I honestly don't mean to sound harsh or am condemning you in anyway, but you need to know this dog could be a potential ticking time bomb and really do some damage.

He needs less freedom and more control from you. I agree you'll probably never be able to trust him but he can be managed which has to come from you. 

You need to be on him 24/7 , thoroughly aware of your surroundings, his potential, his limitations and always under your control..

I know he's young, and I do believe dogs like this can be managed, I think you need to find a trainer/behaviorist who knows what they are doing and can help YOU deal with him.

Again, I am not condemning nor do I mean to sound harsh..Good luck I truly hope you can get some help


----------



## Mrs.K

Mooch said:


> The OP is in Australia
> Unfortunately the dog laws in our state are VERY strict.
> If her dog happens to hurt anyone or anything it's pretty much a death sentence and a huge $ fine for the owner.

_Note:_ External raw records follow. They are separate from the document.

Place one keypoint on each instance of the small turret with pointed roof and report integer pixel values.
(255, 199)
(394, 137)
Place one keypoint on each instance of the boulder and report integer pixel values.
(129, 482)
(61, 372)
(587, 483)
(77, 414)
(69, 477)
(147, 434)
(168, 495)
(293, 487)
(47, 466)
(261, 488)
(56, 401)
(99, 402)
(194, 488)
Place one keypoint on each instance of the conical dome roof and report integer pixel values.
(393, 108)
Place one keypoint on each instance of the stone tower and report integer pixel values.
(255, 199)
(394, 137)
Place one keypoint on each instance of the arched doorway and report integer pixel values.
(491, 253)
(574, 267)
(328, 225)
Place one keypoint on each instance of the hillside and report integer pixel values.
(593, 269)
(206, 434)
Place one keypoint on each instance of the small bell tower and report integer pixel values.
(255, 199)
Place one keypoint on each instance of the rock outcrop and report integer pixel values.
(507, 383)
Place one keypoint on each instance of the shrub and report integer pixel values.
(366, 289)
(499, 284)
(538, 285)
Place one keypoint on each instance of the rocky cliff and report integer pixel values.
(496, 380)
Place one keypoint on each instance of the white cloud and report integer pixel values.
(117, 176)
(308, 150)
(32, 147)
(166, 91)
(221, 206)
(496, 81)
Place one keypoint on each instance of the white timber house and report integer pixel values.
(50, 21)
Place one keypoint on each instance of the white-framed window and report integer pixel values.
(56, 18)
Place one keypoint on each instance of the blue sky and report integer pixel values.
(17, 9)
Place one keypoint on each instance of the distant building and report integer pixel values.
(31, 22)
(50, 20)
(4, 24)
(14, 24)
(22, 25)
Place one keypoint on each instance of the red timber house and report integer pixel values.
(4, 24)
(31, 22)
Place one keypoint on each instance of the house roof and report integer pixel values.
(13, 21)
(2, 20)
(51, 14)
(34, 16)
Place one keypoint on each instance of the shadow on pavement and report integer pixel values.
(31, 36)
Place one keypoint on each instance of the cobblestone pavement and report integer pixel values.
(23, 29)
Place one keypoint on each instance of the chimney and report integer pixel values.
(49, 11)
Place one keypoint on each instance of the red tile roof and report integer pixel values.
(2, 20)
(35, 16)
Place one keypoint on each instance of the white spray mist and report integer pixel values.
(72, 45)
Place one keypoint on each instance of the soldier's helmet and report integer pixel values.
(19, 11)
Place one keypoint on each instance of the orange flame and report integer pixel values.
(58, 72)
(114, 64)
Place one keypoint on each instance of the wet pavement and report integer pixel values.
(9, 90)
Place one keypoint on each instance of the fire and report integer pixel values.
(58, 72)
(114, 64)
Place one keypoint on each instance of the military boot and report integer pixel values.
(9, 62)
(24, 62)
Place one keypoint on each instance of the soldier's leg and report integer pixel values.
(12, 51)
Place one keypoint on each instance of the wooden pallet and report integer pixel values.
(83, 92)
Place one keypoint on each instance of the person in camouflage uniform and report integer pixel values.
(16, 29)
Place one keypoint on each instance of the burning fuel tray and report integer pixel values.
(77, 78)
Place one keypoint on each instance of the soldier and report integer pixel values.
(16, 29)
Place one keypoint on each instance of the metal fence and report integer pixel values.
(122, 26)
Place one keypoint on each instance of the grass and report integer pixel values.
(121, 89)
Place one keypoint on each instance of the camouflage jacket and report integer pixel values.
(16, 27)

If he has even a small incident he will have to be listed on the "dangerous dog" register which requires a high Viz collar on the dog at all times as well as other regulations.
> Schutzhund training is forbidden here as well, we cannot legally use prong collars and to use an e collar for training requires a written letter from the Vet and you get a 6 month "license" to use one then have to be reevaluated.
> We have a few people that train Protection/Security dogs but they have to be licensed Security guards, the average person is not able to own a dog with that kind of training.
> 
> I'm just pointing this out so you guys get a better idea of how difficult the situation is and get a bit of background info.

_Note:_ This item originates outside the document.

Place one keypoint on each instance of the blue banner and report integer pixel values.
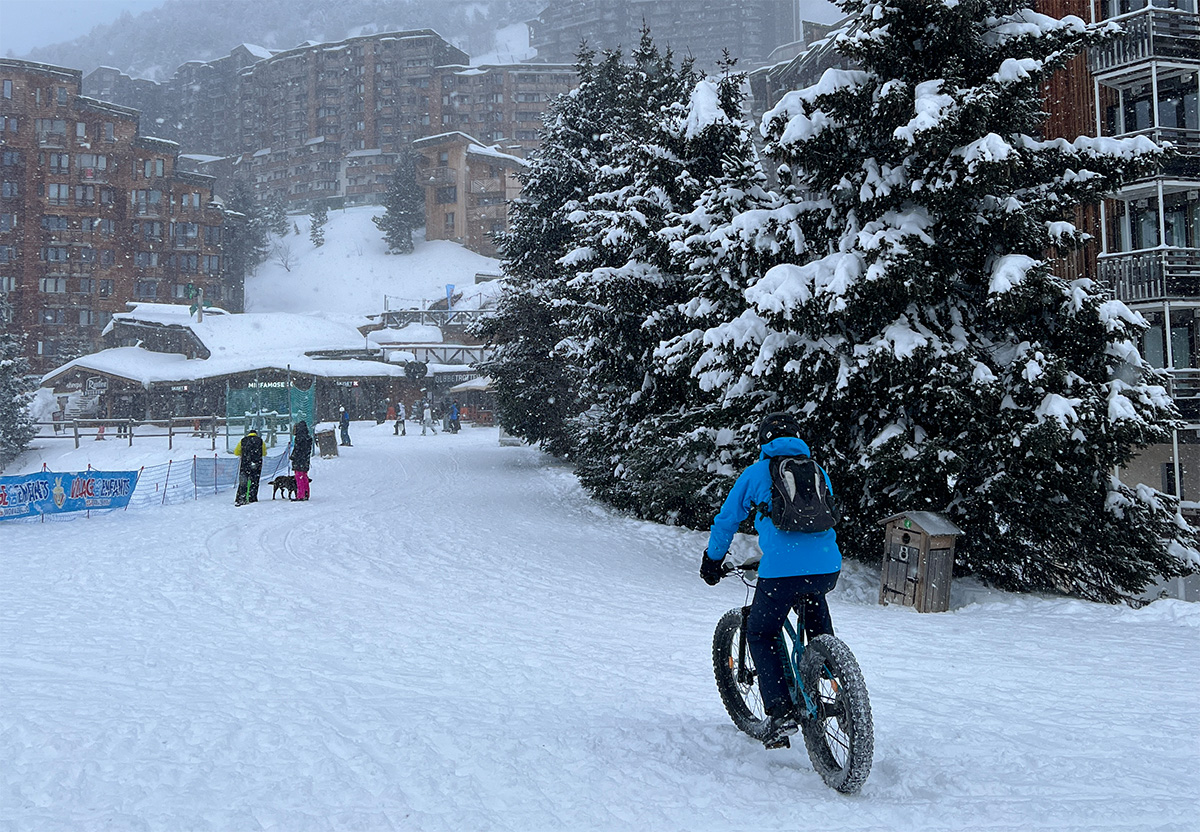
(49, 492)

Since when is it forbidden to do Schutzhund?
Schutzhund Australia
Working German Shepherd Dogsport Clubs of Australasia, schutzhund, ipo, australia

However, it does sound a nightmare to own a dog in Australia.


----------



## glinny

Please don't think about rehoming him to a farm where he can run. We live on a 180 acre farm and we are 1/2 mile from the road. Effie runs free a lot and never leaves the area around the buildings. But what will you do when the mailman/UPS driver/ neighbor/lost person happens to show up in your yard. Effie barks to let us know someone is here and then is happy to greet them. What will your dog do when a stranger comes into the yard? It sounds like he will need constant training and supervision the rest of his life. If you think this is something you can do get a good trainer to help you. Only you know if you are capable of keeping this dog that you love.


----------



## Mooch

Mrs K Yes there are clubs doing SchH in AUS - but not in the state of Victoria, you will find clubs that do the obedience and tracking no worries but not bite work (well you can probably find some that will do that but not openly) 
Dangerous Dogs - Department of Primary Industries 
Menacing Dogs - Department of Primary Industries just in case you're interested in how strict the "dangerous dog" laws are.

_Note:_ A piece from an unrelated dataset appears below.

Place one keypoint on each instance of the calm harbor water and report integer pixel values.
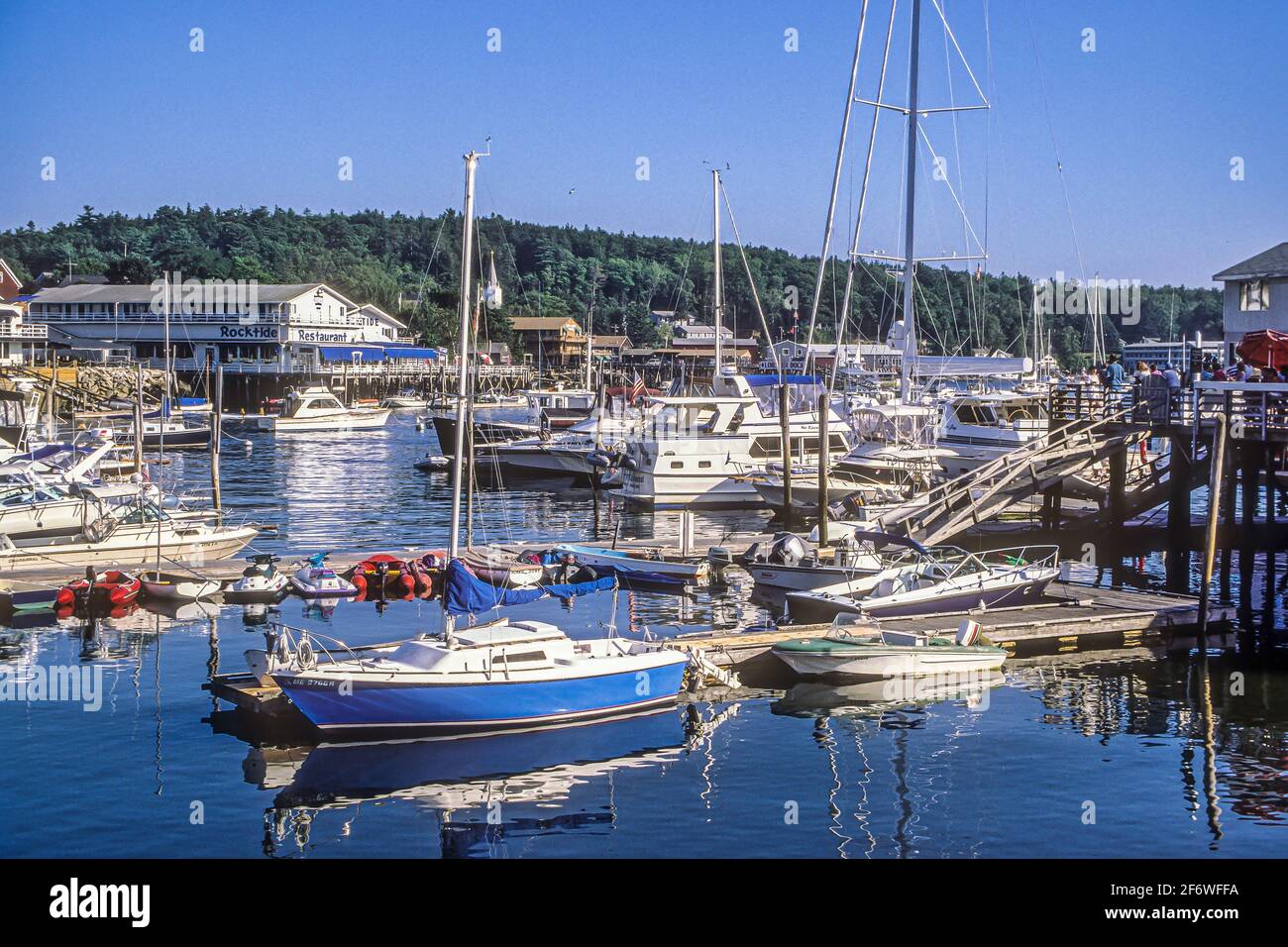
(1122, 753)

It's not a nightmare to own a dog at all as long as you do the right thing and are aware of the rules  But yes owning an aggressive dog is a nightmare.
We also have a stupid BSL that allows council rangers to seize dogs that have been visually identified as pitblull or pitt-cross and have them PTS. There has been lots of protests over that recently.


----------



## GatorBytes

Have you consider this may be medical and not behavioural?

Namely the rabies vaccine.

Many things you can do like homeopathic detox
Remove grains and carbs re: spike insulin levels
Melatonin Re: seratonin and dopamine
Ashwaganda for the adrenals/thyroid
Kelp for the thyroid

Another post on thread recently (I think was in seniors), mentions successfully using melatonin for behavioural issues...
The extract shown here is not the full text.